There was no winning against Lang.
As soon as Mrs. Franklin had given in, she issued instructions from her bedroom to Ann to take care of herself and mind she wore a hat in the sun. She took defeat philosophically and Nellie advised Ann not to feel too badly about it. Mrs. Franklin was really quite used to Lang and his abrupt comings and goings. As for the roast dinner ‒ Nellie pronounced that now she and Mrs. Franklin would be able to enjoy it without indigestion, the usual price of the rush that was in the air when Lang was at home.
‘You’ll have grills or fish down at the port,’ she said. ‘But I must admit they have the best ever: due to sailors and wool-buyers coming in with big ideas.’

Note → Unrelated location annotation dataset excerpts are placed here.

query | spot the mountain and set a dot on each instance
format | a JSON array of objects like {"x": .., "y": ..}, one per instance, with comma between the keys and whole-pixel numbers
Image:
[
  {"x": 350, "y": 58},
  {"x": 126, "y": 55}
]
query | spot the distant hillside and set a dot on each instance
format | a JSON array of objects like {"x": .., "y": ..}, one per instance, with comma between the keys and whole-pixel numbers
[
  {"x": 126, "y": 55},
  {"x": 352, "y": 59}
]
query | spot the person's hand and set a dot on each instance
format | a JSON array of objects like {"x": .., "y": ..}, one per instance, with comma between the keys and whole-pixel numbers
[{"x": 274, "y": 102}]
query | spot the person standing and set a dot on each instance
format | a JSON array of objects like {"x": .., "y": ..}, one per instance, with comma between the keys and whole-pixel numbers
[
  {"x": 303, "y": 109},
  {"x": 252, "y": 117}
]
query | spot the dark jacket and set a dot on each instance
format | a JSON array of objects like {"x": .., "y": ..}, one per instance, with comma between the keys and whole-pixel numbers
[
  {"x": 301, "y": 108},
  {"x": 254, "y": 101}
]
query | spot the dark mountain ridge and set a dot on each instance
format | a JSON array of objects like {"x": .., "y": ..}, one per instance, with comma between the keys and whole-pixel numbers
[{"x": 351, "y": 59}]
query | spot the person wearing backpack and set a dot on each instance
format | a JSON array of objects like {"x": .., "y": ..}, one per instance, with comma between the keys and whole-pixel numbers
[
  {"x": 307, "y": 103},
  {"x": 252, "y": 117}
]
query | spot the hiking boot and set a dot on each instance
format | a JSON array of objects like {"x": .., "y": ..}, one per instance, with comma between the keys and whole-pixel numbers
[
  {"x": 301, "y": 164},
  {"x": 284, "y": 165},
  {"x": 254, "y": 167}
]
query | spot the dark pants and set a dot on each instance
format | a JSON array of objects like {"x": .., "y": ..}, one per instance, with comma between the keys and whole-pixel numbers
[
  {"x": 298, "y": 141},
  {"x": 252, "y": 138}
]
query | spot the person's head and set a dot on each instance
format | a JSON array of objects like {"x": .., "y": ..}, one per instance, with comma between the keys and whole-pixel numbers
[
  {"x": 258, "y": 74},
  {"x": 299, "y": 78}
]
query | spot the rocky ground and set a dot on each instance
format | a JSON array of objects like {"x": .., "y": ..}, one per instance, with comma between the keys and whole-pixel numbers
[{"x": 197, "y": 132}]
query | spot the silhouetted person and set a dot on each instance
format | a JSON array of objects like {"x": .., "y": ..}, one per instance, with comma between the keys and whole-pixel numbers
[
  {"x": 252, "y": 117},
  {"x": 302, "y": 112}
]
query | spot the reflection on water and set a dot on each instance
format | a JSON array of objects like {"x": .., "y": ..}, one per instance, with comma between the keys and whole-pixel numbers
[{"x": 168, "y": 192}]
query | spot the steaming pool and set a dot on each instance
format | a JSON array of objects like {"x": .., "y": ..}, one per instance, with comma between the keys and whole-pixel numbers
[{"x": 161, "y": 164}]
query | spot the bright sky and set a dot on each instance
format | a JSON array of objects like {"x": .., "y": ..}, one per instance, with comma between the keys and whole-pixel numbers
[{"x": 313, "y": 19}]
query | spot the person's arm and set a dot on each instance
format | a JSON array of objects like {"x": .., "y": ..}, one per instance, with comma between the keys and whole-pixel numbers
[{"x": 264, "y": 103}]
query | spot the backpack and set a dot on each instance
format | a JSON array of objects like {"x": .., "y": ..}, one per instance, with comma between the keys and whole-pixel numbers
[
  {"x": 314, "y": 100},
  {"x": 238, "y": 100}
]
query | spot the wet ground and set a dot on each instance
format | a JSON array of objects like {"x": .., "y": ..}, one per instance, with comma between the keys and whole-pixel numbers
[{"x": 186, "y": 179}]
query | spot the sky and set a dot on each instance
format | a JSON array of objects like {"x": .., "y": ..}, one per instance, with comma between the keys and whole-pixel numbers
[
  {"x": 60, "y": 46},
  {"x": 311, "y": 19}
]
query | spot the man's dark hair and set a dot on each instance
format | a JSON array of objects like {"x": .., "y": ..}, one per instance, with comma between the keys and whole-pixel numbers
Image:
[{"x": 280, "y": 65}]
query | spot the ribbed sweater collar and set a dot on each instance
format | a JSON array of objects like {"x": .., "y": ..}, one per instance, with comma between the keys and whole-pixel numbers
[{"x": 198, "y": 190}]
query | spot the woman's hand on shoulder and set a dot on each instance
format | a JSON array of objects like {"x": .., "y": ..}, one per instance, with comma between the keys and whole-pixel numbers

Ann had a feeling Nellie put the bit in about the wool-buyers to keep the comments inside home territory.
The drive through the hill valleys, then down over the escarpment, was even more interesting than coming up into the range the day before. This time Ann wasn’t complicated by a certain nervous anxiety because she had sensed a surprised and chilly greeting from Mrs. Franklin. Seeing the rush of Lang’s life at this particular week in the month she was prepared to forgive him his reluctance in having had to come to meet her.
One always forgot to be unhappy when there was work to be done, she thought. She had noticed that at home in England. Work had seemed to be the panacea of all ills ‒ particularly the time when Claire had beguiled away the young man who had taken an interest in Ann first.
If so easily lost he wasn’t worth holding anyway, she told herself ‒ but sadly.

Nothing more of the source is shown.